As a musician myself, member of a family of
musicians, and member of the musical community at
large, I care about protecting the rights of
musicians. When you or I earn a royalty payment,
we receive recompense for the effort we have put
into making music. Nobody wants to lose their
earnings.
But I am strongly opposed to methodologies that
secretly invade the privacy of honest people who
spend their earnings buying the music we make in
the hope of catching the thieves that steal our
music.
DRM is Defective By Design. I hope you will take
the time to read, and consider signing the
petition to Bono to oppose DRM through the
government.
http://defectivebydesign.org/en/petition/bonopetit
ion
Thank you. End of rant.
ChillinBuzz
Date:
December 13, 2006 @ 11:46 AM
DRM, RIAA, Major label business plans, my toilet,
all defective by design
Tallisman
Date:
December 18, 2006 @ 11:06 PM
If I am not mistaking, Sony was revisiting this
method as they were facing some type of civil
action lawsuit. Has anyone heard more about this?
Opossum
Date:
December 19, 2006 @ 4:18 AM
On 13th Dec 2009, ChillinBuzz said:
DRM, RIAA,
Major label business plans, my toilet, all
defective by design
Yep, every toilet of every place I've been to in
the last ten years or so has a
"defective-by-design" toilet. The present one,
you have to hold the button down or it will just
keep going all day. The last one shot out a foot
of water upon every flush, and the one before
that made odd whistling and hissing sounds at
random moments during the day as it hit partial
fill mode, and the one before that would randomly
seem to partially flush itself at odd times.
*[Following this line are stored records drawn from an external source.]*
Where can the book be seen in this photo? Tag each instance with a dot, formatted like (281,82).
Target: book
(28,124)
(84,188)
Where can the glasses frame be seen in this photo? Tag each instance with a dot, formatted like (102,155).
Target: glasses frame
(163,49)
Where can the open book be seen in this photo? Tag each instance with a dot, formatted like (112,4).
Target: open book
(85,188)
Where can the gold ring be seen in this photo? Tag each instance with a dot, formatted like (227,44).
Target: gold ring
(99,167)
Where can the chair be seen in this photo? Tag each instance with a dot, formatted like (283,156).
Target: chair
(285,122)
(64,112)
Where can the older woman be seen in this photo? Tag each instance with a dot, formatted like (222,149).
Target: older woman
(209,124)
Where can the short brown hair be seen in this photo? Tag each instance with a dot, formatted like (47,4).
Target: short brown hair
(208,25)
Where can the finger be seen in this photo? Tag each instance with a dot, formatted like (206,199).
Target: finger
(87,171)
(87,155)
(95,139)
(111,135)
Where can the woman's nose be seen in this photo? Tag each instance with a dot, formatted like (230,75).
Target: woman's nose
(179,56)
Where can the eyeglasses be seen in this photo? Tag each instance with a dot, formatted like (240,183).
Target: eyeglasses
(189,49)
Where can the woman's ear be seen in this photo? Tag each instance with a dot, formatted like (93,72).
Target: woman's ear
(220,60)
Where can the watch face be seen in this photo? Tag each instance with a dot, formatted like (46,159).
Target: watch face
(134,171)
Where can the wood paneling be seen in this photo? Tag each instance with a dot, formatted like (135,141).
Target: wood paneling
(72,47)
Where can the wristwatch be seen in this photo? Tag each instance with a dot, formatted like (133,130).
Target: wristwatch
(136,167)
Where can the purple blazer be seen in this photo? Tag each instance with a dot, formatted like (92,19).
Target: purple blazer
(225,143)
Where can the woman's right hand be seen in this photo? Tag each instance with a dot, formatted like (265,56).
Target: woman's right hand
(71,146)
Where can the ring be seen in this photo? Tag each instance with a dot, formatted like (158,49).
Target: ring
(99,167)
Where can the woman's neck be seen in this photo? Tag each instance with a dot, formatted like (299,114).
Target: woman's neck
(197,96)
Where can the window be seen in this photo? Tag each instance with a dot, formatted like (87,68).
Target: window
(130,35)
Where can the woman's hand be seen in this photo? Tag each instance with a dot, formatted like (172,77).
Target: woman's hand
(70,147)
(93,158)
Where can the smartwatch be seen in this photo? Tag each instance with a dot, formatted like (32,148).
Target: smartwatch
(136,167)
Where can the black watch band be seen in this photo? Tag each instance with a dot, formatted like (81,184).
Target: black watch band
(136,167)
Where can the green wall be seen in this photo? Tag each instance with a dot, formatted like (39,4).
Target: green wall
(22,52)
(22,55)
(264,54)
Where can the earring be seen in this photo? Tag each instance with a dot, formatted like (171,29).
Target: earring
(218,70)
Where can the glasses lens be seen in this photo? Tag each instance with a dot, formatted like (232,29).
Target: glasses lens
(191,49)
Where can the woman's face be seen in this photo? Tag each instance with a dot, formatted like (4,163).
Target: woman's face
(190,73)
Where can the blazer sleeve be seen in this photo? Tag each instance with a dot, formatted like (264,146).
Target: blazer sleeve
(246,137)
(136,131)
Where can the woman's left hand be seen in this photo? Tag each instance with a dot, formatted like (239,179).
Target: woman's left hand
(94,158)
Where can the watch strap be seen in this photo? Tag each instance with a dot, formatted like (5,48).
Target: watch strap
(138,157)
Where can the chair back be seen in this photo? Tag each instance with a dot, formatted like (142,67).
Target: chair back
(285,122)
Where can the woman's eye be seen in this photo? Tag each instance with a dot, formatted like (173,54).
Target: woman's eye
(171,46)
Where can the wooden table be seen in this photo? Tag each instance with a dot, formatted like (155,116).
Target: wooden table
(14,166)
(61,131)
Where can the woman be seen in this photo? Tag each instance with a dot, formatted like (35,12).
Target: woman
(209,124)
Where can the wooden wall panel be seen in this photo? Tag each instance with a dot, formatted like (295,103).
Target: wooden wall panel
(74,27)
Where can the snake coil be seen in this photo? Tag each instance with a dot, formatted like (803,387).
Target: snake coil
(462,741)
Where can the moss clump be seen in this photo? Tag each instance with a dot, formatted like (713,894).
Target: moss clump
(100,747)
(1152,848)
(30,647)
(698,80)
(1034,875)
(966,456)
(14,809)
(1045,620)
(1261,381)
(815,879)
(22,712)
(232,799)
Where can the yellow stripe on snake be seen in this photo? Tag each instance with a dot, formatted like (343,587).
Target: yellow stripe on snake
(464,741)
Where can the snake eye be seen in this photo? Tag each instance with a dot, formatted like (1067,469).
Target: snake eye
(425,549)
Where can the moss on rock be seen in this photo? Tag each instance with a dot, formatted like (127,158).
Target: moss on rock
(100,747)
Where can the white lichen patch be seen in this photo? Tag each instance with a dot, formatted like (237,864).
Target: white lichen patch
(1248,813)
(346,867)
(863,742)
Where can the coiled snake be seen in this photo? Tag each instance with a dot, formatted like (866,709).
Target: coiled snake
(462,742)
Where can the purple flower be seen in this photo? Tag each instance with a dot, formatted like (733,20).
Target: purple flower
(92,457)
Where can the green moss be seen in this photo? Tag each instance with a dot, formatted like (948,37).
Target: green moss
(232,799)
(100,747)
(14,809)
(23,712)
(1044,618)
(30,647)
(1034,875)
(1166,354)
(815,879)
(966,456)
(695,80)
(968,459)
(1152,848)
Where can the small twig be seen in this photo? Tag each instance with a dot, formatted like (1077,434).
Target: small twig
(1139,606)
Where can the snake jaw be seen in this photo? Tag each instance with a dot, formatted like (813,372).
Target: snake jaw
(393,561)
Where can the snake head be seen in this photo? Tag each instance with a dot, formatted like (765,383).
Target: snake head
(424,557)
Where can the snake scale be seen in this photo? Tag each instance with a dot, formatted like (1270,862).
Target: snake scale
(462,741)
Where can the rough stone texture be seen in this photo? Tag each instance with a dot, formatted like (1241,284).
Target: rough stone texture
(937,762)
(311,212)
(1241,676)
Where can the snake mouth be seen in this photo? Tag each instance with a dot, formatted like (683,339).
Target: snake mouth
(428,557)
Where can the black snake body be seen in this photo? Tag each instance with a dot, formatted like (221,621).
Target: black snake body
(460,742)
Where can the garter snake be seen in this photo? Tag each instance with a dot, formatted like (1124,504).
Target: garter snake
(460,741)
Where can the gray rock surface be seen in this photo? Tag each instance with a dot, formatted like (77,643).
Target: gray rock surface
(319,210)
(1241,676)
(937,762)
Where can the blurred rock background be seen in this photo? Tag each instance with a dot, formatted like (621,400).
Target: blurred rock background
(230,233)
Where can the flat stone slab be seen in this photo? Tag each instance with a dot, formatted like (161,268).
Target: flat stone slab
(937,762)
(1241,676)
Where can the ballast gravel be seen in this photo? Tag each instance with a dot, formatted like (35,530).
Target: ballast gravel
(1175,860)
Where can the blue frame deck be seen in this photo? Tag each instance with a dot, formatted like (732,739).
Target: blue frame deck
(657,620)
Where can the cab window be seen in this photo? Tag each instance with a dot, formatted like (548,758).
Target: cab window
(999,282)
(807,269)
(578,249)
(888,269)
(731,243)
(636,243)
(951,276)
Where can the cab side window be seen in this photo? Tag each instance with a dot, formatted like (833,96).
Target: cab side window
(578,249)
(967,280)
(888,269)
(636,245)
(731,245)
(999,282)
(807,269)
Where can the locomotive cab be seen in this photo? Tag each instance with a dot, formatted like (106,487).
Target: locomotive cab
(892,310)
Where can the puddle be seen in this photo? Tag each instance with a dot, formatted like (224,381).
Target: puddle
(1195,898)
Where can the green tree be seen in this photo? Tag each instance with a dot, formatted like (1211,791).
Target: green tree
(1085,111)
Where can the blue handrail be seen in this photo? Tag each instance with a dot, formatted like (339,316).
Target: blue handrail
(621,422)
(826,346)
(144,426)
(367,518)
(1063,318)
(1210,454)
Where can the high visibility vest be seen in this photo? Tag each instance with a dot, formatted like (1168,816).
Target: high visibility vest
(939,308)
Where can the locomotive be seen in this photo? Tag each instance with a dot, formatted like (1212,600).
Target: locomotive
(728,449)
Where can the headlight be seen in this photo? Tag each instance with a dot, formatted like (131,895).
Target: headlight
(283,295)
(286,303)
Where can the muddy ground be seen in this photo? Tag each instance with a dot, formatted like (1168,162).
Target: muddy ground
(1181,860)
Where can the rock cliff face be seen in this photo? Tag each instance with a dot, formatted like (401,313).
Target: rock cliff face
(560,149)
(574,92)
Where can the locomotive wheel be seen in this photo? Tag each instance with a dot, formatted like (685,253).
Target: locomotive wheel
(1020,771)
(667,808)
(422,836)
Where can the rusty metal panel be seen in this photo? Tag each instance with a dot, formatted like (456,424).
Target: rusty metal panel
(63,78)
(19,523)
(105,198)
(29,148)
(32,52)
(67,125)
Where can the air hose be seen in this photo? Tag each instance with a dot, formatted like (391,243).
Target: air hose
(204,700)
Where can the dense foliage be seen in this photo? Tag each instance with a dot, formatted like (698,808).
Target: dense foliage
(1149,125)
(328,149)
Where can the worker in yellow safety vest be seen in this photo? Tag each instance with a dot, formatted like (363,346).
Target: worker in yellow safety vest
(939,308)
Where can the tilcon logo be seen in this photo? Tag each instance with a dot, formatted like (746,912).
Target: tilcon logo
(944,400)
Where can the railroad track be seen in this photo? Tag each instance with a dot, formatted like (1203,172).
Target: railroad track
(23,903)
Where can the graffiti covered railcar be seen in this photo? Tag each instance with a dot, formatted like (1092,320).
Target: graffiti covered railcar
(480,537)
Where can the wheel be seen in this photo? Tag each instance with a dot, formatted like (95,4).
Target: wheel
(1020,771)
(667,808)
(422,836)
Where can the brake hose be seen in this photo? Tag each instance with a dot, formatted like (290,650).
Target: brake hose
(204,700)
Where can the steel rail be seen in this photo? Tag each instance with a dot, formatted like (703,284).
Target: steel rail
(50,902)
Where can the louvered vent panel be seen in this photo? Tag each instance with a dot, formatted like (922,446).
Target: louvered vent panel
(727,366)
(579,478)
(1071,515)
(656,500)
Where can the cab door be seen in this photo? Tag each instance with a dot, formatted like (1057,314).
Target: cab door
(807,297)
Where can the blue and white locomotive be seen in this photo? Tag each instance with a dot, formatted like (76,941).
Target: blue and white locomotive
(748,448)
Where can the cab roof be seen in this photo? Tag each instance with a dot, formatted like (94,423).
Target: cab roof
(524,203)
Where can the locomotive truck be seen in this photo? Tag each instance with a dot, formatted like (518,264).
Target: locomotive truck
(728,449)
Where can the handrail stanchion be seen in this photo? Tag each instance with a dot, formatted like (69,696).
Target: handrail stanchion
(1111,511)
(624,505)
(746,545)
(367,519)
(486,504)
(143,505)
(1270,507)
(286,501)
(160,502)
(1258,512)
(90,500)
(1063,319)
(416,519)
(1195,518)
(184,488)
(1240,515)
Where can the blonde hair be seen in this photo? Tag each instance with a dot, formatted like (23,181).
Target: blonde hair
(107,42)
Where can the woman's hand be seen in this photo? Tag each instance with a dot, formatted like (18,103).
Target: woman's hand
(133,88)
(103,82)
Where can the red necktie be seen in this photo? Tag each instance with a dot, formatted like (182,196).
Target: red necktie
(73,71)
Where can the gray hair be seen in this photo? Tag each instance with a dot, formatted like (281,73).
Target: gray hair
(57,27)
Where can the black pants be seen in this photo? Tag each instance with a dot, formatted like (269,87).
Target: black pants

Lately, I've noticed that a lot of plumbing
elements seem to be made out of thin, cheap
plastic compared to the long-lasting brass and
copper of years ago and they sometimes
disinigrate after only a few weeks.
As for business plans, it's primarily moot in
that regard. What inherent flaw will be the most
problematic first, and for how long...and, will
the majority people actually notice and/or
complain even if they do notice?
Opossum
Date:
December 19, 2006 @ 4:19 AM
Majority OF people. Preview, preview.